Dutch Gov't Considers Euthanasia Questions

by Toby Sterling
March 30, 2005

AMSTERDAM, Netherlands (AP) - The Dutch government, the first to legalize euthanasia for some terminally ill people, will tackle an even thornier ethical dilemma: what to do when doctors say it is best to end the lives of infants, the mentally handicapped or the demented. [This was being done in Nazi Germany and may even be under way in many countries with no publicity.]

Euthanasia opponents view the idea with horror, but The Royal Dutch Medical Association believes guidelines and a panel of experts should be created to vet such cases.

Health Secretary Clemence Ross, who has opposed expanding the current euthanasia rules, will send an opinion to Parliament in three or four weeks, said her spokesman, Richard Lancee.

If Ross approves, doctors acting with the families' permission would not be punished for administering lethal sedatives to "people with no free will," in cases that pass review.

Under current law, euthanasia is restricted to terminal patients suffering unbearable pain with no hope of improvement, and who request to die when they are of sound mind. Each case is reviewed by a panel of medical experts.

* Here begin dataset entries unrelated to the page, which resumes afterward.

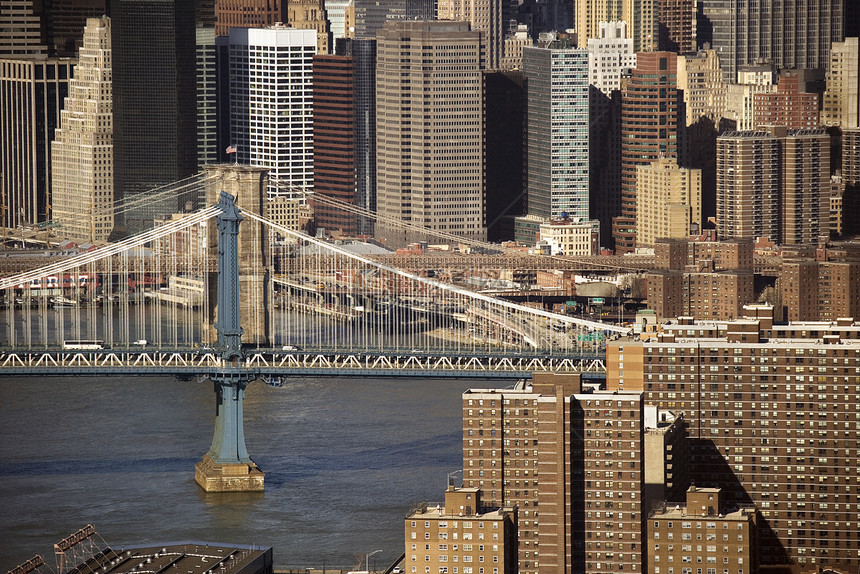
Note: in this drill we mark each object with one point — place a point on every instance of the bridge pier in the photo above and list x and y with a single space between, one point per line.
227 466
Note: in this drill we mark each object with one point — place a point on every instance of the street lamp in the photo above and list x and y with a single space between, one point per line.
367 559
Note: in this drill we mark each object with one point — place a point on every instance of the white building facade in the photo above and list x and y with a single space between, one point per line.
271 111
82 150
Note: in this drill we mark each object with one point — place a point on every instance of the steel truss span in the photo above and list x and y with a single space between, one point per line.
148 304
276 366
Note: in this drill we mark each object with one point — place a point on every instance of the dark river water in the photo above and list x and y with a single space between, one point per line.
345 459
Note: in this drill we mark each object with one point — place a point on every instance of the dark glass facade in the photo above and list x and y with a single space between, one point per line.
155 116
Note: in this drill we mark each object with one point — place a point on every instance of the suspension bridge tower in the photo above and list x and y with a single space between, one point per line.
248 185
227 466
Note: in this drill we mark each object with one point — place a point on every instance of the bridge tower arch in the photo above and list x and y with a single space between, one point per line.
227 466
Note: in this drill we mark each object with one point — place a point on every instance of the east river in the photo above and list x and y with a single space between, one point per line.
345 459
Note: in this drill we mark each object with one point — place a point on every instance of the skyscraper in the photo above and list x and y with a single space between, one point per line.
363 53
552 449
748 185
271 113
649 131
641 17
20 29
248 14
557 161
488 16
82 150
65 21
787 34
842 98
772 412
669 201
430 132
610 59
774 184
334 140
677 26
311 14
32 91
155 103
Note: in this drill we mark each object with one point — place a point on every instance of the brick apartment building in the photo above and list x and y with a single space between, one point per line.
572 462
704 535
773 421
462 536
701 279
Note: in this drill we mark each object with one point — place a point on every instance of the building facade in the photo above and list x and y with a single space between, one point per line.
703 531
789 35
248 14
155 104
842 97
677 26
32 92
271 111
557 143
20 30
649 131
430 132
787 106
546 448
311 14
491 17
461 535
334 140
805 203
669 201
748 185
772 421
82 150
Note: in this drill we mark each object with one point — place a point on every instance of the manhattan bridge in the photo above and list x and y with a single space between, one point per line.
227 294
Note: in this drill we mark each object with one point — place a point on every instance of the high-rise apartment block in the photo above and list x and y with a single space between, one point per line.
430 128
820 290
155 104
773 421
461 535
649 131
610 60
677 26
842 97
32 91
334 140
271 112
774 184
572 462
748 178
641 17
669 201
787 106
491 17
82 150
805 193
610 57
704 294
557 158
703 531
787 34
700 79
248 14
311 14
850 182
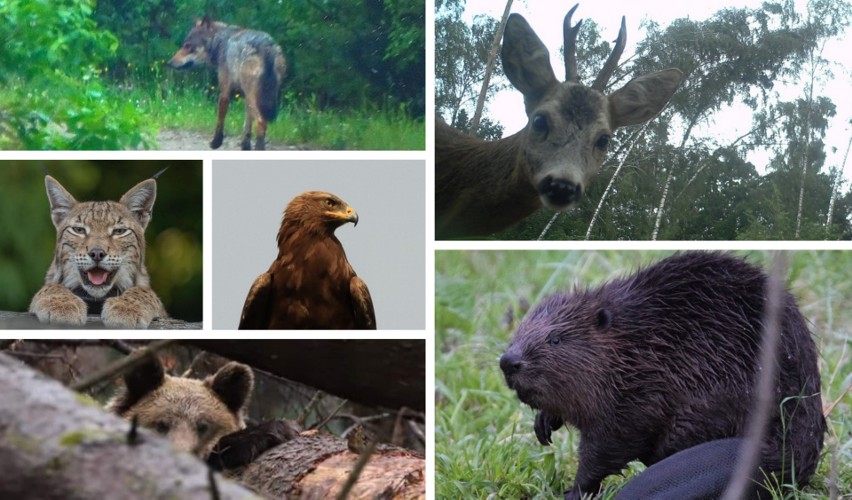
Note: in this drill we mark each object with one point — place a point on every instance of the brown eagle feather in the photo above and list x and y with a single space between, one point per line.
311 284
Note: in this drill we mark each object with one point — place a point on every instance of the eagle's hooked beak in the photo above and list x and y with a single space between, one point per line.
352 216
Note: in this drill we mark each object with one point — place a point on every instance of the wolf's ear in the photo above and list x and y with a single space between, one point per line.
61 201
140 200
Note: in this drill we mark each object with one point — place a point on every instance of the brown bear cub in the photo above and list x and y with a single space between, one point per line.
194 414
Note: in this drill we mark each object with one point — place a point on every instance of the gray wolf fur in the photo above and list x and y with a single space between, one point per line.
247 61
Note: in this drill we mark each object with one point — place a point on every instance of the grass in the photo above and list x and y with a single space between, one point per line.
297 124
485 446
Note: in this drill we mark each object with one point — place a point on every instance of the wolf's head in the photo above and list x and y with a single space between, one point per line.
196 45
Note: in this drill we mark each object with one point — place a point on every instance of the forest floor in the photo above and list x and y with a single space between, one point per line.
187 139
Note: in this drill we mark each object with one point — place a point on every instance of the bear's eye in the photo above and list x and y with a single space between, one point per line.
201 428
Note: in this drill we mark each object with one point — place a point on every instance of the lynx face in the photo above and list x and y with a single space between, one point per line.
99 265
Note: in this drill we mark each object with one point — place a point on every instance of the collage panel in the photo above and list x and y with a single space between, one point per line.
106 244
319 244
603 125
559 370
201 76
277 418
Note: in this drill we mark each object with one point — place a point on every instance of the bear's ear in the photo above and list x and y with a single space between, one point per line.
233 384
138 383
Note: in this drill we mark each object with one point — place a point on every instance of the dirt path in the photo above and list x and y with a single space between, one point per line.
183 139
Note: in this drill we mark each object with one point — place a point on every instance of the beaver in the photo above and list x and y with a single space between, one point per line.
665 360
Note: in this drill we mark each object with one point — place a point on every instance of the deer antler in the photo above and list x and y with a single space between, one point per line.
612 60
569 44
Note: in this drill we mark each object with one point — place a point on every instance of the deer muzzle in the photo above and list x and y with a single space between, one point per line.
559 193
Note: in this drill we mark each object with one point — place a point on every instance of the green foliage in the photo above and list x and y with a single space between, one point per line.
460 61
298 123
52 94
174 235
485 446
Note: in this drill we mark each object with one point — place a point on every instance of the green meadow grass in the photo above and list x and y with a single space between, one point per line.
297 124
485 446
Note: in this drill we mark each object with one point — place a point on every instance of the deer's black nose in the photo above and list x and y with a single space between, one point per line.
559 192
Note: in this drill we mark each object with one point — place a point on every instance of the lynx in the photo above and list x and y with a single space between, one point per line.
99 264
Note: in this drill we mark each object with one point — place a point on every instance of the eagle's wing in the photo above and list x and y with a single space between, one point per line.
256 309
365 316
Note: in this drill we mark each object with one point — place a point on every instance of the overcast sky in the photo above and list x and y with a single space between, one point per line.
386 249
545 17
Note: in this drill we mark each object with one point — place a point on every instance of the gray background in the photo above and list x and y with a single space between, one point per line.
386 249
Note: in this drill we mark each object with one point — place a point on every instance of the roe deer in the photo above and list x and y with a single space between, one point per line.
482 187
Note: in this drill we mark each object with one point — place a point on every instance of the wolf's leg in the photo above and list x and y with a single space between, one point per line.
246 142
219 134
225 90
135 308
260 143
56 304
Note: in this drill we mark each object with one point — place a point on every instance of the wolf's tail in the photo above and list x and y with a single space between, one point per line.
269 88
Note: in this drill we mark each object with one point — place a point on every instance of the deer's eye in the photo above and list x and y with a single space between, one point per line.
540 123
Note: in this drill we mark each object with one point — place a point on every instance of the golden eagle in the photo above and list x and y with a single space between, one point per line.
311 284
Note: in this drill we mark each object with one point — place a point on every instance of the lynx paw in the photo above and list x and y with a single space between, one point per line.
65 310
121 313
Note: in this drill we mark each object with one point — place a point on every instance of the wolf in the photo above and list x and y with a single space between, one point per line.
247 61
99 263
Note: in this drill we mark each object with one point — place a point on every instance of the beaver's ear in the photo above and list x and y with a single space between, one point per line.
604 318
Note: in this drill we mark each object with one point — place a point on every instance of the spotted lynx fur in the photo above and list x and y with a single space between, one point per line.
99 264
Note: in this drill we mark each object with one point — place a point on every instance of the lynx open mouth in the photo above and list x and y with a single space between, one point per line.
97 277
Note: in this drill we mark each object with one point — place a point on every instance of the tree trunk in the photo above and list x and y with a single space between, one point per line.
492 57
317 466
835 187
385 373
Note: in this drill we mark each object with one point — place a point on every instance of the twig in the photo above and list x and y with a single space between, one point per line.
121 366
749 453
331 416
356 470
312 404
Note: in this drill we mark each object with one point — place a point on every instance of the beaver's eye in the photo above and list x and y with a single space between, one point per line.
201 428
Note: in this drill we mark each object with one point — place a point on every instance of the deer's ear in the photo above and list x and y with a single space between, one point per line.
643 97
526 61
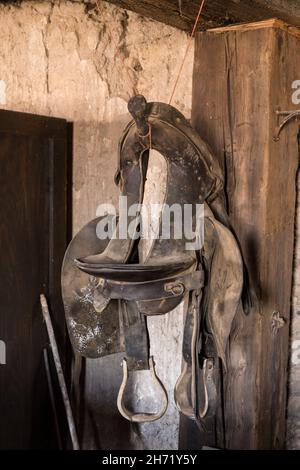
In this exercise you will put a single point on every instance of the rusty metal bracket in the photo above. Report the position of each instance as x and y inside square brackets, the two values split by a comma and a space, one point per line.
[289, 116]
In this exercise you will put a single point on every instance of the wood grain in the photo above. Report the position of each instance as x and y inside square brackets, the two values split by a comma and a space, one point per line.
[182, 14]
[32, 240]
[240, 78]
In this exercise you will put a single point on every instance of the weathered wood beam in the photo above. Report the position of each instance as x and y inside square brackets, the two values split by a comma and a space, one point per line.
[241, 77]
[181, 13]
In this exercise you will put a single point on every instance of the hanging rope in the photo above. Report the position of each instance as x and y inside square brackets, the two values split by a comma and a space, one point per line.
[187, 49]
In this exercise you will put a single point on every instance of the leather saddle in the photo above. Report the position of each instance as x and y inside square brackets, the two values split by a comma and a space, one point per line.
[109, 290]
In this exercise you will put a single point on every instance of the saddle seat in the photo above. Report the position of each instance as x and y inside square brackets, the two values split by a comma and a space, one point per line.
[165, 269]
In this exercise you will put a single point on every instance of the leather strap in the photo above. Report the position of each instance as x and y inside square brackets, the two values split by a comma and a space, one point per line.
[162, 289]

The new proposal calls for a similar panel for patients who cannot express themselves, with the addition of a judge or court official, giving a legal veneer to a practice that technically would remain illegal.

For advocates, the issue is one of transparency: Past studies have shown that doctors already carry out a handful of such euthanasia cases each year.

In the best known example, the Groningen Medical Center announced last year it euthanized four severely ill newborns in 2004, under guidelines known as "the Groningen Protocol" - a list of standards for performing and reporting euthanasia of newborns with serious, incurable deformities.

Examples include extremely premature births, where children suffer brain damage from bleeding and convulsions, and diseases where a child could only survive on life support for the rest of its life, such as severe cases of spina bifida.

Euthanasia opponents say formalizing such practice would be another step in the Netherlands' slide down an ethical slope. Bert P. Dorenbos, director of Cry for Life, said the move would be a preliminary step to legalizing involuntary euthanasia.

"This is the most important moment, when we can still fight it," he said.

A similar proposal was stricken from the euthanasia bill that was passed in 2001 and took effect in 2002, making the Netherlands the first country to legalize a practice it says is common but unstated in most Western countries.

Since then, Belgium has also legalized euthanasia, while in France, legislation to allow doctor-assisted suicide is currently under debate. In the United States, the state of Oregon is alone in allowing physician-assisted suicide, but its law is under constant challenge.

The Terri Schiavo case would not fall under Dutch euthanasia law, because courts have held that withdrawing life support or a feeding tube is a decision left up to doctors.

Peter Holland, the director of the Royal Dutch Medical Association, said doctors support the creation of a vetting panel for "extreme cases." The Dutch Society for Voluntary Euthanasia has no official position on the latest proposal, but Chief Executive Rob Jonquiere said the organization generally supports it.

"The best argument for the review boards is the success of the existing system" in the Netherlands, he said.

There were 1,815 euthanasia cases reported to regional review boards in 2003, a slight decline from previous years. In eight cases, doctors were deemed not to have followed the rules properly and were referred to prosecutors.

According to a study published in the Netherlands Journal of Medicine in January, 22 cases of newborns being euthanized were reported to prosecutors since 1997. Prosecutors found that the Groningen guidelines were followed in all of them, so they recommended to superiors the cases not be pursued further though they were technically murder.